When you swipe your card at stores, retailers have to pay credit card companies between 1.5% and 3% of every transaction. With CurrentC, retailers might get away with paying a tenth as much.
That drop in costs is huge. Consider Wal-Mart, which earned $4 billion in profit on $119 billion in sales last quarter, a profit margin of just 3%. Cutting down on swipe fees could amount to hundreds of millions -- even billions -- more dollars in profit.
"This isn't a battle being fought over security or ease of use," noted John Zurawski, an executive at Authentify, which secures payments. "It's a battle being fought over interchange fees that merchants pay." Apple Pay runs on credit card networks. If it grows popular, Visa (V) and MasterCard (MA) would get stronger and fees would stick around. That's something retailers have been fighting for years.
By contrast, CurrentC runs on an old, little-known payment network called "the automated clearinghouse." It's cheaper for shops to process payments, because the system is generally slower. (It's the one used for direct deposit and social security benefits.)
"This is an effort by large retailers to see if they can invent a mobile payment solution that gets them out from what they perceive to be the financial industry's control," said Jason Kratovil, a bank lobbyist in the nation's capital.
These retailers are also rejecting Apple Pay out of fear that Apple's newer, safer payment system will let banks charge stores even more money for every swipe, according to Cherian Abraham, a mobile payment expert with Experian (EXPGF).
"Retailers have always looked at contactless payments with suspicion," Abraham said. "They're worried that as volume picks up, they'll see higher rates."
Then there's customer data. Shops want it. Apple Pay doesn't give it to them.
With Apple Pay, store registers never get your credit card number -- only an anonymous payment token. This chokes off the number one way retailers get customer data for tracking purchases and directly marketing to you afterward.
Meanwhile, CurrentC is at its core a coupon-and-rewards app. That gives companies lots of detailed information about what you buy and who you are.

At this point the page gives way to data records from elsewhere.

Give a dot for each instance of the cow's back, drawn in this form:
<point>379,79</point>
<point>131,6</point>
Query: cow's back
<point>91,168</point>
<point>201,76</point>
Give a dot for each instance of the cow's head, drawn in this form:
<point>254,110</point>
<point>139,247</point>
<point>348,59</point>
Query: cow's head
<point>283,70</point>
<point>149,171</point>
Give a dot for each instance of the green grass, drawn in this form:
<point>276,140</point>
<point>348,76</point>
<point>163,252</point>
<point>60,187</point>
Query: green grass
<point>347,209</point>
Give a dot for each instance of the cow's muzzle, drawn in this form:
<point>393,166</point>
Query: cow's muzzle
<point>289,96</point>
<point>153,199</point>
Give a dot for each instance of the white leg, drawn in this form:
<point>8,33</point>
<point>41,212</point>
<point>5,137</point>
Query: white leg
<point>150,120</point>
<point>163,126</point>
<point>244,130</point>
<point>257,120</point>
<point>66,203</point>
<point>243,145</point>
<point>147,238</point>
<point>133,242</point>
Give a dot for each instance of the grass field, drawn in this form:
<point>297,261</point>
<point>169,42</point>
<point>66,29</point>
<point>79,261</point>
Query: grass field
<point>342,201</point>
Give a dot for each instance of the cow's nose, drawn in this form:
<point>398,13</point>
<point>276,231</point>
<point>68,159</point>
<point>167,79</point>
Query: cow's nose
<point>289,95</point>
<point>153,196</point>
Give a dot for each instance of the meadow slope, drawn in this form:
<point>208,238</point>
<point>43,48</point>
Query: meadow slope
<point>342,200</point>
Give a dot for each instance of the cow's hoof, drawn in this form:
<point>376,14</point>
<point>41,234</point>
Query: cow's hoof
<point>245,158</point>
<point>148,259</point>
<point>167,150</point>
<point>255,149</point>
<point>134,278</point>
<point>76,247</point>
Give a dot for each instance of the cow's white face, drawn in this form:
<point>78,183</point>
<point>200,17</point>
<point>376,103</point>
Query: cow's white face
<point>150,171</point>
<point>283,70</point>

CurrentC was developed by the Merchant Customer Exchange, a consortium of retailers that includes CVS (CVS) and Rite Aid (RAD). Joining MCX forces retailers to reject Apple Pay, which is why CVS and Rite Aid ditched it last week.
On a call with reporters this week, the group's CEO, Dekkers Davidson, said its members invested significant time and money to develop the alternative. They're not turning back now.